Revolution in the Making: Abstract Sculpture by Women 1947-2016 @ Hauser Wirth & Schimmel
This museum-worthy exhibit, showcasing textile sculpture exclusively made by women, fills the new expansive LA compound of this international gallery. Chronologically organized rooms weave together a fascinating and cohesive exploration in texture, scale, and process that will tempt you to reach out and touch. A perfect instance of this phenomenon: British artist Phyllida Barlow’s fantastically large-scale and colorful installation (pictured). An example of the anti-monument tradition, massive felt pompoms hang from a plywood structure held together by everyday materials, including tape.

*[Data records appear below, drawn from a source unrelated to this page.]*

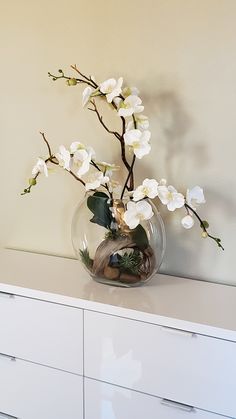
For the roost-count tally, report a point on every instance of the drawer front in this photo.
(176, 365)
(30, 391)
(46, 333)
(106, 401)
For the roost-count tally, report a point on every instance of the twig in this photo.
(128, 177)
(216, 239)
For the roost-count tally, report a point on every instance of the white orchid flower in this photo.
(115, 188)
(187, 222)
(40, 167)
(95, 180)
(138, 141)
(129, 106)
(86, 95)
(142, 123)
(64, 158)
(82, 159)
(137, 212)
(107, 168)
(149, 188)
(111, 88)
(127, 91)
(163, 182)
(195, 196)
(170, 197)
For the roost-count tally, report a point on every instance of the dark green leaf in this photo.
(98, 205)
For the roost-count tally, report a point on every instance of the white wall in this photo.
(182, 56)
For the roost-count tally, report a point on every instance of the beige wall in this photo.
(182, 55)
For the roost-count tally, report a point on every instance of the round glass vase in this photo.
(111, 252)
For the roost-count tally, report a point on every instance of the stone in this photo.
(111, 273)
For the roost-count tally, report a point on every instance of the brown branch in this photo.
(95, 109)
(88, 79)
(202, 225)
(47, 143)
(128, 177)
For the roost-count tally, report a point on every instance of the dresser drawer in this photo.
(30, 391)
(106, 401)
(46, 333)
(192, 369)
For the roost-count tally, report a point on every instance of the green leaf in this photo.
(98, 205)
(140, 237)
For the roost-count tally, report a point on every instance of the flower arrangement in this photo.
(121, 221)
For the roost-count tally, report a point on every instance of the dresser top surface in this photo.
(64, 281)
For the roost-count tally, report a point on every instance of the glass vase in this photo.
(110, 251)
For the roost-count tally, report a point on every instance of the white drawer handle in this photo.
(6, 295)
(178, 332)
(10, 358)
(176, 405)
(5, 416)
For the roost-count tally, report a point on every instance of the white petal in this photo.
(138, 193)
(196, 194)
(187, 221)
(76, 145)
(125, 112)
(131, 220)
(163, 194)
(138, 109)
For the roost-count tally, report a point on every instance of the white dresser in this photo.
(74, 349)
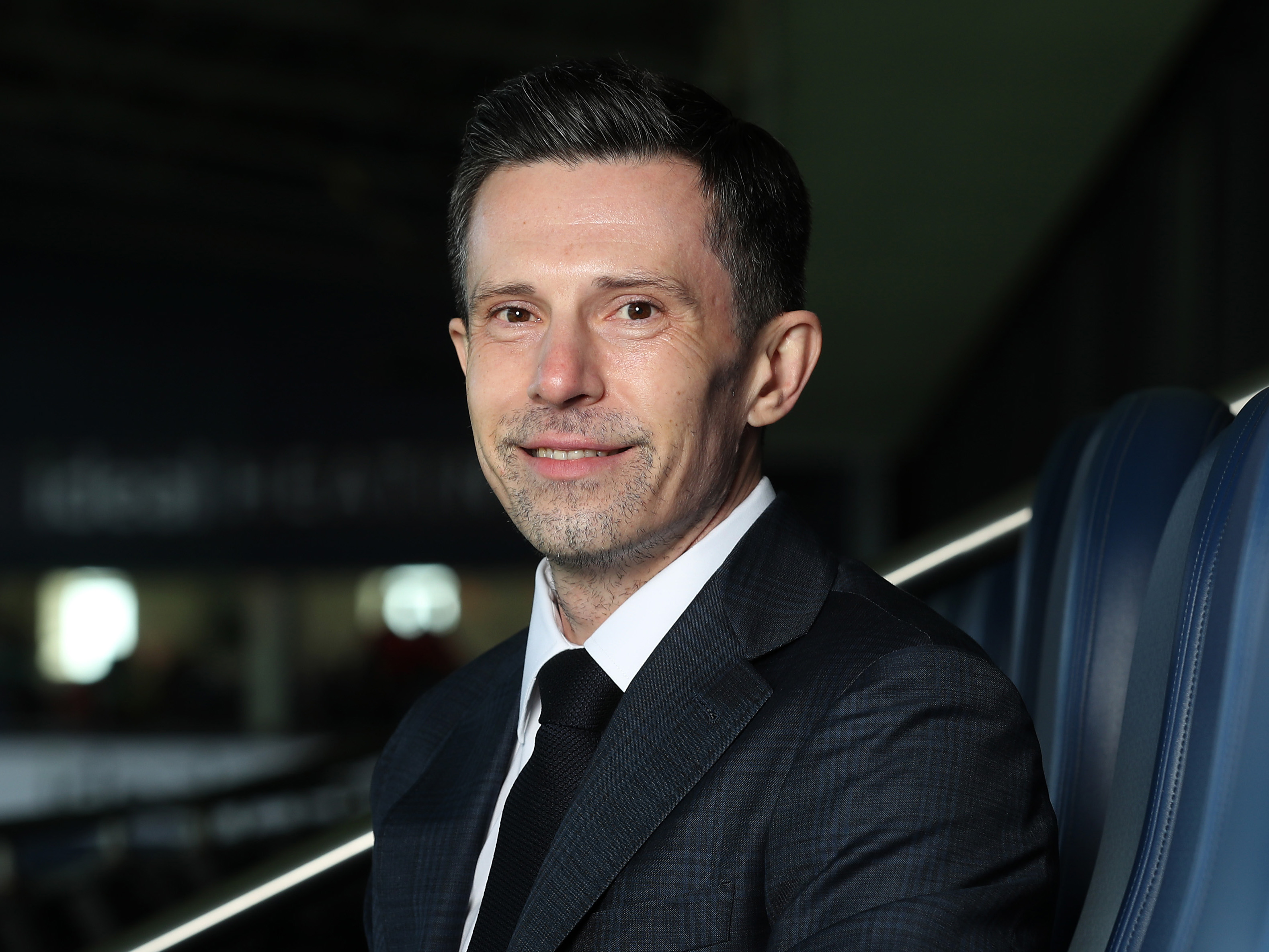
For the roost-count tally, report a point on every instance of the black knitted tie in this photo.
(578, 700)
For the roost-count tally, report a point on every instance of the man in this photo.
(713, 734)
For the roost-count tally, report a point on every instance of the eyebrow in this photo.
(609, 282)
(644, 280)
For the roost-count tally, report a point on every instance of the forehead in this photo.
(603, 215)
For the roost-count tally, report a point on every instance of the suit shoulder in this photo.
(438, 710)
(863, 620)
(905, 612)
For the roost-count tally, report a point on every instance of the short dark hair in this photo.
(609, 111)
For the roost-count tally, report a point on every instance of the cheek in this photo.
(494, 385)
(669, 389)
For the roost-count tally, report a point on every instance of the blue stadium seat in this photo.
(1129, 478)
(1201, 879)
(1142, 715)
(1039, 551)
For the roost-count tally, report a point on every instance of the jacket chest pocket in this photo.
(693, 921)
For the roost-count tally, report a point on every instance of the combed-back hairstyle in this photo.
(608, 111)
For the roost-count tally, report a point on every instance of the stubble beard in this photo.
(583, 525)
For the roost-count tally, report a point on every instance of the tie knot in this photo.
(575, 692)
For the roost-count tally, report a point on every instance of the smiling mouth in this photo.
(551, 453)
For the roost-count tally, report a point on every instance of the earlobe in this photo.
(790, 347)
(459, 336)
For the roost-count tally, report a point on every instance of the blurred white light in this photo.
(412, 599)
(86, 621)
(1239, 403)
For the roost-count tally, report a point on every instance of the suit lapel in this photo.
(427, 848)
(683, 710)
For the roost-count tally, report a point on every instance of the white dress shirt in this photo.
(621, 645)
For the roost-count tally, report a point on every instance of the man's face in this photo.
(605, 379)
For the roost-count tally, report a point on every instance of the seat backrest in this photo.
(1201, 878)
(1129, 478)
(1142, 716)
(1037, 554)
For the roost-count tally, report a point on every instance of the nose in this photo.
(568, 372)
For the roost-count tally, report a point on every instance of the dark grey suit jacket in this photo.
(810, 759)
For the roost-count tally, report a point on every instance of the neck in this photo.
(588, 597)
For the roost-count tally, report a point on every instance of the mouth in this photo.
(559, 453)
(568, 455)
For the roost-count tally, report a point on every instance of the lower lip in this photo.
(573, 469)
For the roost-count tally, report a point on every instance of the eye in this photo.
(638, 310)
(515, 315)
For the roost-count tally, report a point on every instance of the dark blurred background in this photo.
(229, 405)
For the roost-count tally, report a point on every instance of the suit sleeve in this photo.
(915, 817)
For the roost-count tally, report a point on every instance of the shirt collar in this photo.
(630, 635)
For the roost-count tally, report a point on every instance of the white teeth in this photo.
(547, 453)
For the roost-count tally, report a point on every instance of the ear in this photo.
(785, 353)
(459, 334)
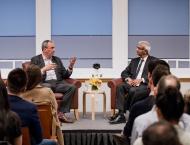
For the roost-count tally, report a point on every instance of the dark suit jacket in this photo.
(130, 70)
(29, 117)
(60, 70)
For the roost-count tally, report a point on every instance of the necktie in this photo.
(139, 66)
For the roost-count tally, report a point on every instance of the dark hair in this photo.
(152, 65)
(45, 44)
(171, 104)
(169, 80)
(160, 133)
(187, 101)
(158, 72)
(34, 76)
(17, 80)
(4, 103)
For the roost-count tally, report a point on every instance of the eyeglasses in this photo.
(140, 48)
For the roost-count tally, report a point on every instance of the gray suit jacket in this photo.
(60, 70)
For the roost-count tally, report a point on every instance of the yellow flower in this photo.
(95, 82)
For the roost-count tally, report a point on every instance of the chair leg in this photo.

Mark Gash: Intimate Strokes (thru Aug. 21) @ Coagula Curatorial
Curated by performance artist Johanna Went, this survey of late works by punk painter Mark Gash serves up a vibrant vision of LA in the 1980s. Models and muses dawning iconic styles of the decade (mullets and kimonos) are depicted in neon portraits. His impasto technique is reminiscent of William de Kooning’s 1950s Woman paintings without the implication of aggression towards the portrait sitter.
Made in LA: a, the, through, only (thru Aug. 28) @ Hammer Museum
Dance, film, sculpture, and more chime in theme and subject matter while highlighting the diversity of art making communities in the Los Angeles area. Rafa Esparaza’s performance piece on Aug. 13 (location TBD) RED SUMMER, freedom is an endless meeting. and i don’t miss your heat. but here we are again., is a day long act of digging dedicated to 2015, the deadliest year on record due to police killings in the US. Esparaza’s endurance piece chimes with the prolific quality in Arthur Jafa’s work on view, which celebrates the black aesthetic. With a goal reminiscent of Claudia Rankine’s poignant posing of imagery and text in Citizen to illustrate constant occurrences of racism, Jafa fills 200 three-ring binders with montages of icons, historical references, and black individuals in scenes of glory, grief, athleticism, and the everyday. Museumgoers can learn more about artists and pieces involved in this show, during curator talks and film screenings scheduled throughout the span of the exhibition.
Paul Lee: Layers for a Brain Corner (thru Aug. 12) @ Maccarone | Los Angeles
London-born artist Paul Lee experiments with weight and the idea of the body in pieces made of household objects (towels) and musical instruments (tambourines). The most successful pieces in this successful are the studies in negative space posed by his towel sculptures (pictured) which feature blocks of cut fabric, frozen in time, depicted toppling downwards.
Cindy Sherman: Imitation of Life (thru Oct. 2) @ The Broad
Visceral depictions of meat, corpses, and disgraced socialites appear alongside iconic film stills/self-portraits of chameleon Cindy Sherman. This massive chronological retrospective holds examples of all of Sherman’s studies in identity, film, and photography and is an unintentional ode to the selfie generation. Despite the apparent foreshadowing of today’s selfie popularity, Sherman explained in 1999 “I’m under so many layers of makeup that I’m trying to obliterate myself in the images. I’m not revealing anything.” Though in the last room of the exhibit, the photographer more explicitly points to her own experience in recent work depicting aging female muses, such as Greta Garbo.